Israel's blockade of the West Bank and Gaza Strip is causing food and medicine shortages and creating a health-care crisis for Palestinians, Israeli and Palestinian officials warned Tuesday.
Across the West Bank, thousands of Palestinians staged peaceful protest marches, waving Palestinian flags and calling for an end to security measures imposed after Islamic militants carried out four suicide bombings in nine days inside Israel.
Western diplomats also voiced concern about the Israeli measures.
"The Israelis are going to have to choose soon between keeping the closure on and witnessing bread riots in Gaza," said one senior Western diplomat, speaking on condition of anonymity.
The blockade's hardships are beginning to get attention in the Israeli press, and the Cabinet on Tuesday reportedly was discussing ways to ease the restrictions.
Israeli newspapers ran a horror story Tuesday about a 3-month-old Palestinian boy who died after soldiers prevented his parents from rushing him from Kalqilya to a hospital in nearby Tulkarm for treatment of an asthma attack.
While it insisted that there was "no causal relationship" between the delay at the roadblock and the infant's death, the army said the deputy commander of Israel's joint patrol in the Kalqilya area will face court-martial for "having demonstrated insufficient sensitivity."
The army also announced that it will issue humanitarian permits for Palestinians seeking medical care, and it allowed dozens of trucks carrying staples to cross from Egypt into Gaza.
The army has been preventing Palestinians from moving freely between about 475 West Bank cities, towns and villages since March 5. That was a day after the last of four bombs exploded in Israeli cities over a nine-day stretch, killing more than 60 people and wounding many more.

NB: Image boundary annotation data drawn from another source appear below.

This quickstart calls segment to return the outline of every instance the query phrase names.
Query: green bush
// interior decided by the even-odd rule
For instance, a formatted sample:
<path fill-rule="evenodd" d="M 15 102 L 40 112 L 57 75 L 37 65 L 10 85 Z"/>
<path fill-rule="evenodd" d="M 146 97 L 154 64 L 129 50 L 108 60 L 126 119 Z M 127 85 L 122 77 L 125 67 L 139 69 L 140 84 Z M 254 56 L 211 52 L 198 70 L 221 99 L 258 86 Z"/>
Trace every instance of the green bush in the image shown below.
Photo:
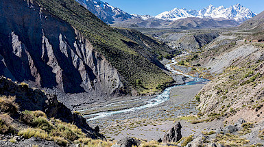
<path fill-rule="evenodd" d="M 10 114 L 17 113 L 19 107 L 15 103 L 15 100 L 16 98 L 14 96 L 0 96 L 0 111 Z"/>

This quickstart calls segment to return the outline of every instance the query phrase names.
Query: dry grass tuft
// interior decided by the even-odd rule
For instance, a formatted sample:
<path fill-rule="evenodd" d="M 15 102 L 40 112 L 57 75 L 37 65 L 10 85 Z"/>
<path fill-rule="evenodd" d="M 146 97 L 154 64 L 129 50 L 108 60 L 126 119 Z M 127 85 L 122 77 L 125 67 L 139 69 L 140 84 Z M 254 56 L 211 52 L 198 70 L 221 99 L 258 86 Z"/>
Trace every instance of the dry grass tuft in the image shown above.
<path fill-rule="evenodd" d="M 11 123 L 12 118 L 8 113 L 0 115 L 0 133 L 14 133 L 14 127 Z"/>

Israeli Prime Minister Shimon Peres declared war on Hamas, the Islamic militant organization that claimed responsibility for the bombings, and on the smaller Islamic Jihad militant group.
Israel barred about 60,000 Palestinian laborers from going to their jobs inside Israel and increased permits to workers from abroad to fill positions held by Palestinians. It set up roadblocks at the entrances to villages and towns across the West Bank, banning travel by Palestinians between communities for any reason.
In addition, food supplies normally delivered daily from Israeli distributors to West Bank grocers are being blocked, and Palestinian grocers say they are running short of staples.
The security measures are popular with a badly frightened Israeli public. But they are beginning to make some Cabinet ministers uneasy.
"We cannot continue with an absolute closure for a prolonged period," Finance Minister Avraham Shohat said Tuesday on Israel Radio. "Personal security takes precedence, but arrangements have to be made so that goods can go in which the population needs."
But Peres remains under intense political pressure to keep the blockade in force. The closure also is intended to increase pressure on Palestinian Authority President Yasser Arafat to do more to help Israel in its campaign to uproot Hamas and Islamic Jihad.
Arafat said Sunday that he will smuggle flour into Gaza himself if the Israelis don't ease the blockade.